The answer is pretty much what you'd expect. PUBG for mobile strips away every superfluous object and texture to ensure players can move with relative smoothness through an expansive overworld that otherwise matches its bigger cousin's maps almost perfectly.
Earlier today, Digital Foundry posted a breakdown of how PUBG mobile looks next to the PC and Xbox One X iterations of the game. Only the Erangel map is available on mobile (and the game is currently in beta), but all the landmarks are intact, and all the buildings can be interacted with.
Closer examination reveals a good deal of visual compromise, though. Building textures and geometry are much simpler on mobile. Houses lack windows and furniture. Touches like burnt-out cars and fences are mostly absent from the portable battlefield. Lighting effects are reduced. Framerates are generally slower, though performance might vary from platform to platform (Digital Foundry tested PUBG mobile on two Android phones: Samsung Galaxy S8 and the Razer. It's also available on iOS).
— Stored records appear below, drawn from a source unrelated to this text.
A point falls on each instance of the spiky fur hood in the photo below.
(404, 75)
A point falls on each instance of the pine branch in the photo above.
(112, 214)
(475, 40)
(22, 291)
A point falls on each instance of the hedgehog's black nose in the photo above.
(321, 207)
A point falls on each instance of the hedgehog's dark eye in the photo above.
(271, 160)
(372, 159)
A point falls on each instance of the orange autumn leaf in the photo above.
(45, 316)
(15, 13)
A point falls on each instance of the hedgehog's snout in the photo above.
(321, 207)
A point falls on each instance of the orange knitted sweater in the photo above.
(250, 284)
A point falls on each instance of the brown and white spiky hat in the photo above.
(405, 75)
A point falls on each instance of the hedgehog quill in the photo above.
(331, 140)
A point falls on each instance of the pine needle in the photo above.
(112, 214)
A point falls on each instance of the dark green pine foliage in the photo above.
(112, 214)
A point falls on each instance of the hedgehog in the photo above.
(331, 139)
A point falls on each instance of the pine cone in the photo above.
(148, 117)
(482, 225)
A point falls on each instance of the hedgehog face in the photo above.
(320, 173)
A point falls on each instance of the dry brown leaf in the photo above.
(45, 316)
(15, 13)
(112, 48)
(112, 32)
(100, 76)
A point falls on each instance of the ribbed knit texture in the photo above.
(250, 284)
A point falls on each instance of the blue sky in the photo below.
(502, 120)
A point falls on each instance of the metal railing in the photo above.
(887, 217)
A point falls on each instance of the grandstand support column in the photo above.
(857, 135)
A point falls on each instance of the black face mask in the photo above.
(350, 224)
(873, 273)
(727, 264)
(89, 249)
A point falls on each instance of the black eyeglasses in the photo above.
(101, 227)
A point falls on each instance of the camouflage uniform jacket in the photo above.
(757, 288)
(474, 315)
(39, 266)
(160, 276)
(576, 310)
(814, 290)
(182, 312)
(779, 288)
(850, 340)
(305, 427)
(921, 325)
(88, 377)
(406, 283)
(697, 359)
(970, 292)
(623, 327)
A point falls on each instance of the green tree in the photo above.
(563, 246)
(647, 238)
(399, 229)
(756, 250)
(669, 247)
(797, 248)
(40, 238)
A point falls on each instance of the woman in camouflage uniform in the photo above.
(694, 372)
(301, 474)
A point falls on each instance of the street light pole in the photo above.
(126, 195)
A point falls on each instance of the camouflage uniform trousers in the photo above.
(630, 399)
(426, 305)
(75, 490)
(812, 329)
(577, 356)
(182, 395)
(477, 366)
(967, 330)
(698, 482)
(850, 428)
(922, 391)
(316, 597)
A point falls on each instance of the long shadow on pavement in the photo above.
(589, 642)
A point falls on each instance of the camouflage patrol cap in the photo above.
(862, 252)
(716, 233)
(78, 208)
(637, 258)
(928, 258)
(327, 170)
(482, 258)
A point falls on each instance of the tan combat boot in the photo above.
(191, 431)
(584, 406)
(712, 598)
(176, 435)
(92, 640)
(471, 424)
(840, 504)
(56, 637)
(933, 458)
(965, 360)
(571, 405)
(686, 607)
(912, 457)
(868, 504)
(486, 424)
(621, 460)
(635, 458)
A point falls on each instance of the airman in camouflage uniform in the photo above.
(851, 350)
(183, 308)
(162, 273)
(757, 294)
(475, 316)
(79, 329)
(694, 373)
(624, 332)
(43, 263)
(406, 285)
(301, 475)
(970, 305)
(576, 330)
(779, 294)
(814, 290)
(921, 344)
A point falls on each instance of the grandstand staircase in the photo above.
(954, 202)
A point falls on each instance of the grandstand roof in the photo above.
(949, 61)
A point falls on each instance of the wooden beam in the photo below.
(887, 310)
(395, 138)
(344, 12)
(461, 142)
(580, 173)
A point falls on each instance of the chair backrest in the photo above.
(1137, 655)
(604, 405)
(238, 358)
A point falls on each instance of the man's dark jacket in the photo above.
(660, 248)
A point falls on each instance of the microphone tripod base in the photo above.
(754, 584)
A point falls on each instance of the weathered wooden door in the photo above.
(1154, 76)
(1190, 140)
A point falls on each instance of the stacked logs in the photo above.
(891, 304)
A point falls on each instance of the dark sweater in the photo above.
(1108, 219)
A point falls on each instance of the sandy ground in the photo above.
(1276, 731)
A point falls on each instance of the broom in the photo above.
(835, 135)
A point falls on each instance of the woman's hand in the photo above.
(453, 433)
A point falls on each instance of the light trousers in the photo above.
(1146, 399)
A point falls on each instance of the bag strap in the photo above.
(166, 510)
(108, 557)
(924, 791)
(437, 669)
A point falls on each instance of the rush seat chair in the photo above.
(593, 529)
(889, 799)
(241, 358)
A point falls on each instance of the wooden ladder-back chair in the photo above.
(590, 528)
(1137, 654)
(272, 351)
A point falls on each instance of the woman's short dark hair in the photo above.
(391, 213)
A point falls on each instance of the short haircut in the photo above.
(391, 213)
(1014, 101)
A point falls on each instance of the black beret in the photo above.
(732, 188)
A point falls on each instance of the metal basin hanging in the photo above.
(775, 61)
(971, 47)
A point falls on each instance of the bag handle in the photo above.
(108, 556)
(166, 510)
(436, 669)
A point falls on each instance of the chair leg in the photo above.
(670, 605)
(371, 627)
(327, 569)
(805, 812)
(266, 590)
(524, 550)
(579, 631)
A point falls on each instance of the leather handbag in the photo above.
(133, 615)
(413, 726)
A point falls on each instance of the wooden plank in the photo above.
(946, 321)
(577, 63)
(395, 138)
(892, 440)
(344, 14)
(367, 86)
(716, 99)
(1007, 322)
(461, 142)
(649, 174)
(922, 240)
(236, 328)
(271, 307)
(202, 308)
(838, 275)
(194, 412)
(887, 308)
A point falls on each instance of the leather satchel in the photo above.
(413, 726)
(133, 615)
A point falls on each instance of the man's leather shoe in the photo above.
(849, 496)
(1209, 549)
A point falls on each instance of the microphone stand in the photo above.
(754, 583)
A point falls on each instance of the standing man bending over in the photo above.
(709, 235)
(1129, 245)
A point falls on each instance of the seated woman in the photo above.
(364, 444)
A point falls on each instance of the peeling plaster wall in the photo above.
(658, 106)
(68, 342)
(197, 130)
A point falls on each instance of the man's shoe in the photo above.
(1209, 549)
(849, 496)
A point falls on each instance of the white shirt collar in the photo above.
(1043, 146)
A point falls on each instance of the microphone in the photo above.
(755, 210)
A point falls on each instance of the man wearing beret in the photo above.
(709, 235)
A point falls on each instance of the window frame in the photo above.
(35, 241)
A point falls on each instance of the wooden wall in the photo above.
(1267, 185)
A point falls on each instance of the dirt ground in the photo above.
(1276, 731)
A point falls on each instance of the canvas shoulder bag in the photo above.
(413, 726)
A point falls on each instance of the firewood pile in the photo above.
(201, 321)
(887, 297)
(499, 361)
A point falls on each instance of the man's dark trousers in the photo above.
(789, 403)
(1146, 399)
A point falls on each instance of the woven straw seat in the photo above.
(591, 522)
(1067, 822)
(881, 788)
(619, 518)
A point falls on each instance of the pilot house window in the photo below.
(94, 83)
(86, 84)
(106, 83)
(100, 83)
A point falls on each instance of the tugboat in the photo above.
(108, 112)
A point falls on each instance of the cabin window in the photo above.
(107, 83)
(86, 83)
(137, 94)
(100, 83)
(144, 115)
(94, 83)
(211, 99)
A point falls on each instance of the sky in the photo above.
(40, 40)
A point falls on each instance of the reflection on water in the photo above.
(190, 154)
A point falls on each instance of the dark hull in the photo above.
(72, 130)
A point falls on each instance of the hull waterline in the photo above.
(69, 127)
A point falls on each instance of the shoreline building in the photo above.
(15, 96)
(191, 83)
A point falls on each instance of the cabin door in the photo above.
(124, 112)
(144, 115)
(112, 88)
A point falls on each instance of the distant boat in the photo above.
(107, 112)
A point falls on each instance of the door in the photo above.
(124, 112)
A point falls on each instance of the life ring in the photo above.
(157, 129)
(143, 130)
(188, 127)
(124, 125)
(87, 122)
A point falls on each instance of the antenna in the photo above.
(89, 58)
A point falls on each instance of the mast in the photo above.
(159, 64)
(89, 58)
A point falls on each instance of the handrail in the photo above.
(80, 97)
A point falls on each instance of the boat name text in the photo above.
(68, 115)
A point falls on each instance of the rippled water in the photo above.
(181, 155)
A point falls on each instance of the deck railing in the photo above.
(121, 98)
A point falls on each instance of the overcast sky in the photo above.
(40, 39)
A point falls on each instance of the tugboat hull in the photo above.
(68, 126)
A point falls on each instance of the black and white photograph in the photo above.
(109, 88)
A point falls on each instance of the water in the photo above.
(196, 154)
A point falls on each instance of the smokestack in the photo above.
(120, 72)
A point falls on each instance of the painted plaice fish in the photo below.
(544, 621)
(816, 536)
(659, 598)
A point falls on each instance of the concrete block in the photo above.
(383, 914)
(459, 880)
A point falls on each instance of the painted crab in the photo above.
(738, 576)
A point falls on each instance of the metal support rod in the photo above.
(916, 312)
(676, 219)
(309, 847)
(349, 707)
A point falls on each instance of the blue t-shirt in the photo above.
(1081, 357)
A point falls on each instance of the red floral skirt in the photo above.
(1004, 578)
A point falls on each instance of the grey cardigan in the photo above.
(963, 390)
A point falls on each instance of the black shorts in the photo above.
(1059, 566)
Draw distance is also shorter on mobile, and your field of vision is smaller. Plus, the game's controls are placed on-screen, which makes for some potentially hazardous blind spots. Digital Foundry points out faraway targets look a bit more muddied on mobile and can be mistaken for inanimate objects or clumps of grass.
Playing PUBG on mobile doesn't seem ideal, but it's interesting to see how Tencent compromised to make the game run on phones. I suppose there are worse ways to pass the time if you're stuck in a bank queue. Don't stress too hard over choosing between full-fat PUBG and PUBG mobile, though: PUBG mobile is a China-exclusive production.